インダストリー4・0も威力発揮 三菱電機が次世代型省エネ

自家発電の電力をグループ拠点で共有、キヤノンMJは最新鋭ビルでも40%減

ビルの省エネ化

 政府による夏季の節電要請期間が始まった。一部地域を除けば電力供給には余裕がある。とはいえ電力料金は上昇しており、もはや省エネルギーは夏だけの課題ではない。”乾いた雑巾“と言われるほど省エネが浸透した産業界では、新たな取り組みが進んでいる。  三菱電機は節電対策として工場に太陽光パネルを設置している。31拠点に合計1万5900キロワットを導入し、発電した電力を工場で使って電力需要を抑制してきた(※1)。他にも老朽化した空調の更新、エコキュートの導入など自社製品による省エネを進めている。  同社では生産現場でビッグデータの活用も開始しており、名古屋製作所では生産設備から集まるデータを解析。従来は不良の原因を突き止めるのに2日要していたが、いまは5時間で判明するようになった。  このインダストリー4・0をほうふつとさせるシステムが、省エネにも威力を発揮している。数量、温度、電力などのデータを解析し、品質への影響を心配して踏み込めなかった製造条件の見直しにも着手。寸法に余裕を持たせるなど、データに裏付けされた対策を打てるようになった。  富士フイルムホールディングスは2014年度から「自己託送」(※2)の制度を使い、関東地区16拠点に自社の富士宮工場の自家発電の電力の供給を開始。自家発電を16拠点で共有し、電力会社との契約電力を平均10%引き下げた。  同社では新たな省エネ余地も発掘している。インバーターを取り付けて消費電力を絞り込んだ設備でも、操業に支障がなければ電源を切って固定エネルギーをゼロにする。製造条件も見直し、事例を各拠点に水平展開している。  15年度は自家発電で電力供給する拠点を一つ追加。17拠点で13年度比14%の電力使用量を削減する。  オフィスでも省エネは進化している。
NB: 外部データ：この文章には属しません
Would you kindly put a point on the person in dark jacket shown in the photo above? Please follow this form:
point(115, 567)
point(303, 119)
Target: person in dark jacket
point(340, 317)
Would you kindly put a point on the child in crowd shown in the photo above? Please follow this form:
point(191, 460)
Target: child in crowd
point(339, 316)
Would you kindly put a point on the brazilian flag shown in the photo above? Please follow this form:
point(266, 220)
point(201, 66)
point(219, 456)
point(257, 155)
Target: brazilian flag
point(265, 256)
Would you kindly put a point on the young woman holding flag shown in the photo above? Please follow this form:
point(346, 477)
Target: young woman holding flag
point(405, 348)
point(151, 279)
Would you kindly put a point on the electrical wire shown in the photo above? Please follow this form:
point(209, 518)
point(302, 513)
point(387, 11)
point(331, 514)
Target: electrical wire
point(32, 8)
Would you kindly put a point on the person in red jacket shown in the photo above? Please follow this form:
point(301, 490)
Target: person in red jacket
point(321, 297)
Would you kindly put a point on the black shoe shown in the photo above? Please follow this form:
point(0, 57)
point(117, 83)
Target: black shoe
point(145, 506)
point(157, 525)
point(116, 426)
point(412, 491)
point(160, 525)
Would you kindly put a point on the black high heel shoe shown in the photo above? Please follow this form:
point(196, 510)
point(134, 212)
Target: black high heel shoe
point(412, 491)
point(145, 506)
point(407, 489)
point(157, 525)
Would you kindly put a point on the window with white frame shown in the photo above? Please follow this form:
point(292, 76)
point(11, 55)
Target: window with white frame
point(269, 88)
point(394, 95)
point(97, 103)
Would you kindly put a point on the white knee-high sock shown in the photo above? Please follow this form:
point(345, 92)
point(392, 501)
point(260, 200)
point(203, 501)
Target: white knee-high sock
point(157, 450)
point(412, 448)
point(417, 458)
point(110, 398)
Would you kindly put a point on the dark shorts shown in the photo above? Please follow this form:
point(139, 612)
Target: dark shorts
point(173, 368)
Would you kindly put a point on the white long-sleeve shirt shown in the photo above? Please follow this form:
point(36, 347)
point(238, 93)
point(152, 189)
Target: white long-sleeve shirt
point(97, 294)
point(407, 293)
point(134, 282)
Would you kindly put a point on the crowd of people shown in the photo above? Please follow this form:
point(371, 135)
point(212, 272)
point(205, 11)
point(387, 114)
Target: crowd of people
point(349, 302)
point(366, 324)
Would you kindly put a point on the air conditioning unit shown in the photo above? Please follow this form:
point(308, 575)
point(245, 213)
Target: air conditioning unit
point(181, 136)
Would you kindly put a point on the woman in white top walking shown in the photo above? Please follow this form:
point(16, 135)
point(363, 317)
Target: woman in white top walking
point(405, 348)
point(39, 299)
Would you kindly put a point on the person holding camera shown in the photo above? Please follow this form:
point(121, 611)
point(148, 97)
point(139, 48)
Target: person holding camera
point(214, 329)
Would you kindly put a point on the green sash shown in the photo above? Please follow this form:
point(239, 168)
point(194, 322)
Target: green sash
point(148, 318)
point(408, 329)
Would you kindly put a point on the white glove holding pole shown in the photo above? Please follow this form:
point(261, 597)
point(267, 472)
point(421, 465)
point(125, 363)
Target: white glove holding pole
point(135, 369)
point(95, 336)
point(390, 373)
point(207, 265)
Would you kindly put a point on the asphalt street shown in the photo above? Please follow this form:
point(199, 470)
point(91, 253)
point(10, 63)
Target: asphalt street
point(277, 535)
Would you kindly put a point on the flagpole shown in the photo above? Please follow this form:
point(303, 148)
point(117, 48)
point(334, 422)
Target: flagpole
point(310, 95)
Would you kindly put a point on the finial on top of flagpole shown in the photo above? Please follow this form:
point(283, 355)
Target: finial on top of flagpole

キヤノンマーケティングジャパン(MJ)の本社が入居する「キヤノンSタワー」(東京都港区、29階建て)は03年に完成。最新機器を備えており省エネの余地はないと思われていた。それが完成時より40%も省エネ化した。機器の更新ではなく、運用改善による成果だ。  キヤノンMJの斉藤金弥OES事業推進室主管は「見える化の効果が大きかった」と話す。消費電力を計測すると、フロアごとの電力使用の違いが判明。データを示して従業員に節電を促した。  キヤノンMJはノウハウを生かし、中小事業所向けの省エネサービス「節電コンシェルジュ」を始めた。”コンシェルジュ“の名の通り、現地調査や診断、節電のルールづくりまで支援する。給湯ポットの電源を入り切りする時間も決める徹底ぶりだ。すでに13%の電力コストを削減した事例がある。 (松木喬) ※1、三菱電機は屋根で発電した電力を売電をせず、自家消費しています。工場の電力需要が増える時間帯と発電とのタイミングが合い、電力需要を抑えられています。 ※2、「自己託送」は電気事業法で14年4月から認められた制度。電力会社の送電網、設備を使って自家発電の電力をグループ拠点に供給できます。制度の活用は富士フイルムHDが初めてです。